Hummmm….According to the test I don’t even have a bubble. I blame this on the fact that (among other things) I don’t know who that race car driver is, never watched any of those stupid Transformer movies, and even my wife (whom I love dearly) has never been able to force me to watch a full episode of Opra.
I got a 6. That’s the lowest I’ve scored on a test since I failed to master Calculus. And I wouldn’t have made it so high but for my waitressing jobs to pay for college, and my former ownership of a little tiny Toyota pickup, which hardly counts as a pickup at all (from back in the day when Toyotas were still made out of tin foil – we’re not talking Tundra, here). I blame my father’s insistence on education (depite his own white trash, North Dakota farming roots, he made it to managing engineer – no points for that! – and insisted on college for each of his seven kids). Crappy score notwithstanding, my bubble is pretty thin – I have always identified with the staff more than with the professionals at every legal position I have held (yeah, I’m a lawyer. I was young and I needed the money. Stop judging me!).
@Burmashave – box also contained tuna. Hence the well known saying “Never trust a geek bearing fish.”
Demagogy or demagoguery a strategy for gaining political power by appealing to the prejudices, emotions, fears, vanities and expectations of the public—typically via impassioned rhetoric and propaganda, and often using nationalist, populist or religious themes.
Sounds like Newt to me.
I’ve met Charles Murray and I have his autograph to prove it. Oh and I got 14.
I can’t see how you’re so blase about ticking off Sikhs.

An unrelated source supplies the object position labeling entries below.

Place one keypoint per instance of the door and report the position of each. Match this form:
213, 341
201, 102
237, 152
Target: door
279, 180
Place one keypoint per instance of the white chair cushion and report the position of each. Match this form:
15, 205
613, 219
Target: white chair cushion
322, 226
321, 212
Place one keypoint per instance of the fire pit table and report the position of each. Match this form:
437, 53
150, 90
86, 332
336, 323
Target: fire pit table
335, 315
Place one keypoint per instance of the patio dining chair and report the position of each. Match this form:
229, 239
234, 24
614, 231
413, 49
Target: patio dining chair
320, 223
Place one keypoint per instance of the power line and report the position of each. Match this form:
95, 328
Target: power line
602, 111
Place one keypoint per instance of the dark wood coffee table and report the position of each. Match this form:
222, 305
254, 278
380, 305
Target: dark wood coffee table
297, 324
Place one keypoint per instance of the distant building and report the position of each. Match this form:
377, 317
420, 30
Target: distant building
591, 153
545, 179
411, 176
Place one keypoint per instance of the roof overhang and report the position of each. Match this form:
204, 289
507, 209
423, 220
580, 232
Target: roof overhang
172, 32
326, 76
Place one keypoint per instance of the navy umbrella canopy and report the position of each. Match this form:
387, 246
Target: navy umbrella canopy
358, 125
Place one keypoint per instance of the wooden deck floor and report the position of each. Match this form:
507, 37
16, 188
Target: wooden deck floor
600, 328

The only reason we can be so detached from the War on (Some) Terror (Jews need not apply) is because jihadis are pretty much stupid and incompetent. They don’t aim their weapons, they think Allah will do the aiming, that’s why they resort to human bombs. Those people can generally figure out where they’re going. Not always, “work accidents” are funny, but most of the time.

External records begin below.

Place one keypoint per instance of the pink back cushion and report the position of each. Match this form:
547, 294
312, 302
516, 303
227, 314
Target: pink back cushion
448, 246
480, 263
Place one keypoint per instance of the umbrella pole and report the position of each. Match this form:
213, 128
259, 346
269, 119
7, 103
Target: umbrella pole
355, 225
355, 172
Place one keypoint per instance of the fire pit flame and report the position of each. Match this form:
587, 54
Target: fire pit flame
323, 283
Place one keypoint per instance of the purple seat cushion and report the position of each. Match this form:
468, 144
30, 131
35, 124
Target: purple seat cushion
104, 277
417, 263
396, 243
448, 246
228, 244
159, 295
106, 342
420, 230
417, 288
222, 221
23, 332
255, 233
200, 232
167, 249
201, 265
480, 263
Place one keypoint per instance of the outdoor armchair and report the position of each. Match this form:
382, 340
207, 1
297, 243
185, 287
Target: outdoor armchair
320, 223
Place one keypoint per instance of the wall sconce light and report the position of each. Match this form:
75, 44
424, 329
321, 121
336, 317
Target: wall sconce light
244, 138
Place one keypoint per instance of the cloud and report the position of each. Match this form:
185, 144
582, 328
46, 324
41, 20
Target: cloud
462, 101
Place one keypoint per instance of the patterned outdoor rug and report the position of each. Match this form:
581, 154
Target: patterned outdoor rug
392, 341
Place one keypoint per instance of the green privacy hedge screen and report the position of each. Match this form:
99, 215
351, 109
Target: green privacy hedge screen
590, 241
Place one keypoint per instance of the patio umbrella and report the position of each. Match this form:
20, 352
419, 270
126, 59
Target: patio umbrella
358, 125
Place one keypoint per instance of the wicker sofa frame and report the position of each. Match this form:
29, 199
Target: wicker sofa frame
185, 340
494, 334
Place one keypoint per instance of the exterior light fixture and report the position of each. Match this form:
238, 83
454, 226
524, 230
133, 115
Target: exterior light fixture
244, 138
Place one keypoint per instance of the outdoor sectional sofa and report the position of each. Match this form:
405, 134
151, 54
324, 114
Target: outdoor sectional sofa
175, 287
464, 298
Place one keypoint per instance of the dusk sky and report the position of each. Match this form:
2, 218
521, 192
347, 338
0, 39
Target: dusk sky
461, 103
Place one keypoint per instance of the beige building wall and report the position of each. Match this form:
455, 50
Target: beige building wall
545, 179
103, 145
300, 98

Sikhs are not nearly so useless.
If they ever decide they need to go to war with us, well, do you like Tandoori Chicken? I hope so.

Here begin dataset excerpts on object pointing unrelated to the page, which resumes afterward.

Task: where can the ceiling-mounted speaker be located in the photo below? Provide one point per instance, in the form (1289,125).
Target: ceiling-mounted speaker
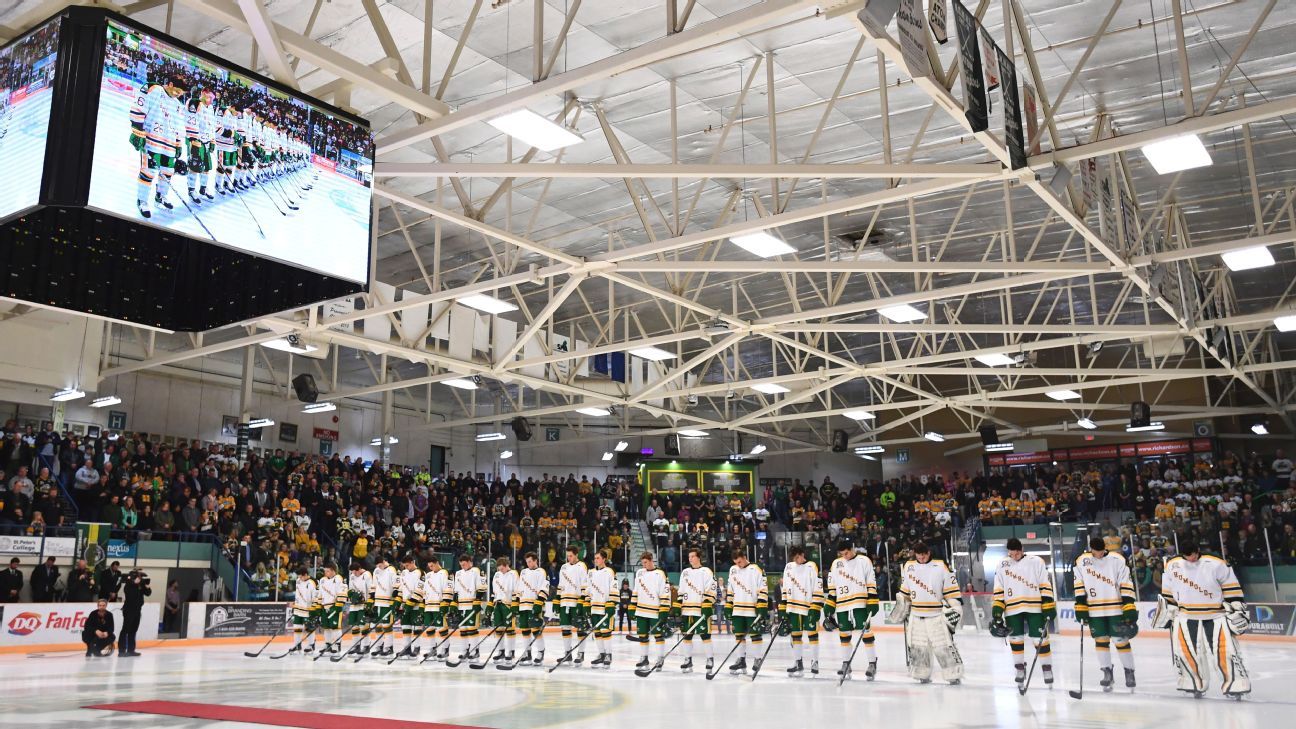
(521,428)
(305,388)
(839,441)
(673,445)
(989,435)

They don’t carry those knives for paring apples you know.
Gurkhas think Sikhs are badaces.
“Gurkhas think Sikhs are badaces.”
If literally true, that’s all you needed to say.
Just imagine if we made a hybrid of Chesty Puller and a Gurkha.
On a scale from 0 to 20 points, where 20 signifies full engagement with mainstream American culture and 0 signifies deep cultural isolation within the new upper class bubble, you scored between 5 and 8.
In other words, you can see through your bubble, but you need to get out more.
Dang! I may have to support Santorum with this score.
RICKY!!!11111!!!
13 out of 20, no bubble.
It’s the bubble inside that counts. (burp) – Mmm… PBR!
Rick’s video staff work fast!
http://www.youtube.com/ricksantorum#p/u/0/3cSoAEbP4Eo
15 out of 20. I’m not even sure what a “bubble” is…
I went back and re-took the test. I answered no to every question. Now it turns out I’m a rich no caring sob…too bad I don’t have the money to go along with my new status.
Build it and they will come! All of congress takes a junket to the moon…then we NUKE THE MOON!!! Priceless!
Hey!!! I have NO Bubble! What’s up with THAT?
Hmmmm…. 15 out of 20? Call me Bubbleboy
I got a six: “On a scale from 0 to 20 points, where 20 signifies full engagement with mainstream American culture and 0 signifies deep cultural isolation within the new upper class bubble, you scored between 5 and 8. In other words, you can see through your bubble, but you need to get out more.” Why the hell should I ‘get out more’? Really? 9 out of 10 interactions with other humans only ends in frustration. And get off my $%^&* lawn!